Wi taught me so much in such a small amount of time. Things like, you could be working all day but not produce anything because it is all in your head. The space inbetween things is important. ie the space between one piece of clay and the other. using bare essentials around you as tools.
He mostly told stories and jumped from one to the next, how his work is a result of what he was thinking at the time, about lived experiences while thinking about how it relates to whakapapa, to tupuna.
The table I sat at happened to have artist Finn Ferrier and Olivia Laita. Later joined by Carla Ruka and her daughter.
Carla mentioned the story of the 2 albatross, to look it up...
Finn mentioned two books to read - New materialism - Jane Bennett and Entangled by Ian Hodder.
Soldering iron, Wire. Make shapes Space in between things, objects. Each vessel is a book It has a story.
Malt vinegar and water.
6 pounds clay, 2 pounds grog, 1 cup talcum powder
Segelato Terasigalado Black and brown
Set up show like a powhiri Wero Karanga Healing, vessels support, blessing Tupuna on side Structured like a welcoming Then the people around.
After the artist talk I found myself sitting next to Alix Ashworth, an artist from the South Island, she cried most of during most of her talk, her work so close to her heart as she mentioned not having much time to sit with it. The work arrived after a dream she had and one by one she banged them out.
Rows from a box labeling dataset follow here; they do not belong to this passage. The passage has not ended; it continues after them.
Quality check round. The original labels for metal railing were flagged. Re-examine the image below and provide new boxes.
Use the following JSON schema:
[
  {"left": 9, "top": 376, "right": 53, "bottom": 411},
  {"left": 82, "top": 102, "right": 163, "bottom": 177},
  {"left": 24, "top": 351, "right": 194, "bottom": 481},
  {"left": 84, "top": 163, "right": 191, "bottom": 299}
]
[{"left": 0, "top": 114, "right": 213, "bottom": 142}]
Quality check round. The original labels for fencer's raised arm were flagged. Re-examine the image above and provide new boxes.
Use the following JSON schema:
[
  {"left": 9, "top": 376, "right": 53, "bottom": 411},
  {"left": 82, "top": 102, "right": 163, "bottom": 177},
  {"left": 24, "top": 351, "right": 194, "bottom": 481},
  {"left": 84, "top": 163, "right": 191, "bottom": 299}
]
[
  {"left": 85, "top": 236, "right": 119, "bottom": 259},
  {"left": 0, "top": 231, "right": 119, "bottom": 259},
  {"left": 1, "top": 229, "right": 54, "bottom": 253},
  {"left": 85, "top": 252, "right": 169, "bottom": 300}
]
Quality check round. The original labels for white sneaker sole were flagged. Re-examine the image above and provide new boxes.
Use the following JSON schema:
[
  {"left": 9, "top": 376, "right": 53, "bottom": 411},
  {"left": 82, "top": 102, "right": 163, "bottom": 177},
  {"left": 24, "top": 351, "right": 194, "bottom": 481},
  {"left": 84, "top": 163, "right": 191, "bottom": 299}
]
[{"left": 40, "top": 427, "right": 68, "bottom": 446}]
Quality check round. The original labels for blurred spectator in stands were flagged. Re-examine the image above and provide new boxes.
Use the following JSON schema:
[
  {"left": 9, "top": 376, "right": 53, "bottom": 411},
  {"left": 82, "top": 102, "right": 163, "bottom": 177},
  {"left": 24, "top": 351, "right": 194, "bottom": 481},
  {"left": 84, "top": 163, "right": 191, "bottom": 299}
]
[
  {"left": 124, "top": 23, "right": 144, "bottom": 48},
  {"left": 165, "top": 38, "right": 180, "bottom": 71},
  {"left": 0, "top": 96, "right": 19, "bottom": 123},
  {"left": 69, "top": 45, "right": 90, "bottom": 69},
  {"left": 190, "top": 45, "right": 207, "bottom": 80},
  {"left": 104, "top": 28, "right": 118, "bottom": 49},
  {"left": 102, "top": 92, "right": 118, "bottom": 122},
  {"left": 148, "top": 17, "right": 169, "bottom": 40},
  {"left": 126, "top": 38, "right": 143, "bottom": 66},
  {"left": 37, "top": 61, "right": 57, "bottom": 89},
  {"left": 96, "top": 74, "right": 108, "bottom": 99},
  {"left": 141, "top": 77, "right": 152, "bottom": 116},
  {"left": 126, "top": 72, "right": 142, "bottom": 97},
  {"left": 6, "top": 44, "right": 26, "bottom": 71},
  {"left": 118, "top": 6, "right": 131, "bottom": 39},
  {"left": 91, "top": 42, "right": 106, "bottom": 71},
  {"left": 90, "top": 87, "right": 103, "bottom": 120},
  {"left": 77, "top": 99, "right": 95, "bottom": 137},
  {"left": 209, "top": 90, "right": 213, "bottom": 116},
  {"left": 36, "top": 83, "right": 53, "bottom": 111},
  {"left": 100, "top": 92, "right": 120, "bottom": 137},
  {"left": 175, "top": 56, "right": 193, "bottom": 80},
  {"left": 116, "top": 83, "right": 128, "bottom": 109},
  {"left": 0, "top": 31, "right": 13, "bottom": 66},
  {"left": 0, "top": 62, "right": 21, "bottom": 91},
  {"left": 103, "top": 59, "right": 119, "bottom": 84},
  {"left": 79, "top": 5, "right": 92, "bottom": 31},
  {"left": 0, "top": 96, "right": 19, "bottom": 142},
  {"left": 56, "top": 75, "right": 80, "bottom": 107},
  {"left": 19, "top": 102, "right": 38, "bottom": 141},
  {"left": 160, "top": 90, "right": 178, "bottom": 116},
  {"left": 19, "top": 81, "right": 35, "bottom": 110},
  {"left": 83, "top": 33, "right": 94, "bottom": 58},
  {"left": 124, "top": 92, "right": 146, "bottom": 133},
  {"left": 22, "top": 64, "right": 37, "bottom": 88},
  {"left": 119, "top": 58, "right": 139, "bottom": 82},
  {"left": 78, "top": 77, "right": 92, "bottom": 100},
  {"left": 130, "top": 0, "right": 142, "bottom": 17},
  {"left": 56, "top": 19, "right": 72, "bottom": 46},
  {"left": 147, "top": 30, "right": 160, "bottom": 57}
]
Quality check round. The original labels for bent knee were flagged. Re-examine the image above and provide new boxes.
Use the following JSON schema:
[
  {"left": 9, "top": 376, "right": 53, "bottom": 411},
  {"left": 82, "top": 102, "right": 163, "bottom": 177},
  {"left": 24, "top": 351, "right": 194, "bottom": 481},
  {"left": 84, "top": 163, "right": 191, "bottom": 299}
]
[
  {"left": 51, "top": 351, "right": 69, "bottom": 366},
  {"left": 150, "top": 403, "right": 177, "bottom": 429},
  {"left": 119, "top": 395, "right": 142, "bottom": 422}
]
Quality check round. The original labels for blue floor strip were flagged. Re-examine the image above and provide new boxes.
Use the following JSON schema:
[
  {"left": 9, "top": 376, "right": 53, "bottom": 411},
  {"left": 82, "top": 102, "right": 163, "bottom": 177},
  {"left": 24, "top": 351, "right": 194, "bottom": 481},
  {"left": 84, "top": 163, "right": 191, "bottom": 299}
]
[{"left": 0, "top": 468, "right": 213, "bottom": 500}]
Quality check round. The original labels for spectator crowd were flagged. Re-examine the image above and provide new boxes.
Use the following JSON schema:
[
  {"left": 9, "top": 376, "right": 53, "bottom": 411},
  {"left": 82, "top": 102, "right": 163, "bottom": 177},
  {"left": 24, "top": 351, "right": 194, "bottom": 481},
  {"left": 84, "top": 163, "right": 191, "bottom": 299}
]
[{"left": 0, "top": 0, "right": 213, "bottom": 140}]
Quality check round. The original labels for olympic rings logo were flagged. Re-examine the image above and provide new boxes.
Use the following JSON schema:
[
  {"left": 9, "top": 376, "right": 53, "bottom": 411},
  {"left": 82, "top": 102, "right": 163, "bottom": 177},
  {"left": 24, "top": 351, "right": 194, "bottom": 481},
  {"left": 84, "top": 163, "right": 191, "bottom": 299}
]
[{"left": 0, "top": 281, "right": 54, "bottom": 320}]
She mourned the loss of tikanga. During the talk she said she was working on being more vulnerable hence the open tangi about and with her work.
"The more I turn towards being Māori the more connected I feel to the clay" - Alix Ashworth 13/08/19 instagram post
what is my thing? my point of difference when creating a piece? Yvonne Tana discussed how her mentor asked her how she would set her self apart from others, what would make people say that is a Yvonne Tana work? Yvonne Tana responded that hers would have big bums and small heads because from where she is from, her iwi carvings have small heads and big bums, she makes them bigger. Tana also mentioned how she could do legs or faces, instead the legs are inspired by a woman who was wearing bell bottoms.
I think about objects I would like to make, I think about Ralph Hotere crosses and how you know it is a Ralph Hotere, it can't be replicated. I think about objects I want to make that hold space yet have a tension about them. Domestic with tension. An objects that indicates a holder of space and time, that offers pause, nurture, care yet takes away from it at the same time. I think about my position as a mother, wife, woman, lover, friend, wahine Māori, as one that believes in whakapapa and tupuna connections. I think about what this could look like sculpturally. An object not to ogle over but to question whether it functions in the way its meant to. Whether it has been made to be used and if so how long do you have with it? Does it have a lifespan or does it dissolve before your eyes back into the nothingness, Te Po. back int potential?
I forgot to mention that Wi talked about Te Ao Marama (the light) and Te Po (the dark). That his vessels have a hole to show this whakapapa. When you look into the vessel and see darkness and then you come out into the light. Everything he makes has whakapapa.
An idea I thought about is constructing furniture that is of the domestic, that is made to hold space for people ie chair, table, tableware etc however it carries a tension that questions its ability to be used, perhaps through its material, its infusion of body, tikanga, or its ephemeral qualities, ie non-fired or bisqued clay objects that are exposed to water, leaving them to break, dissolve, etc.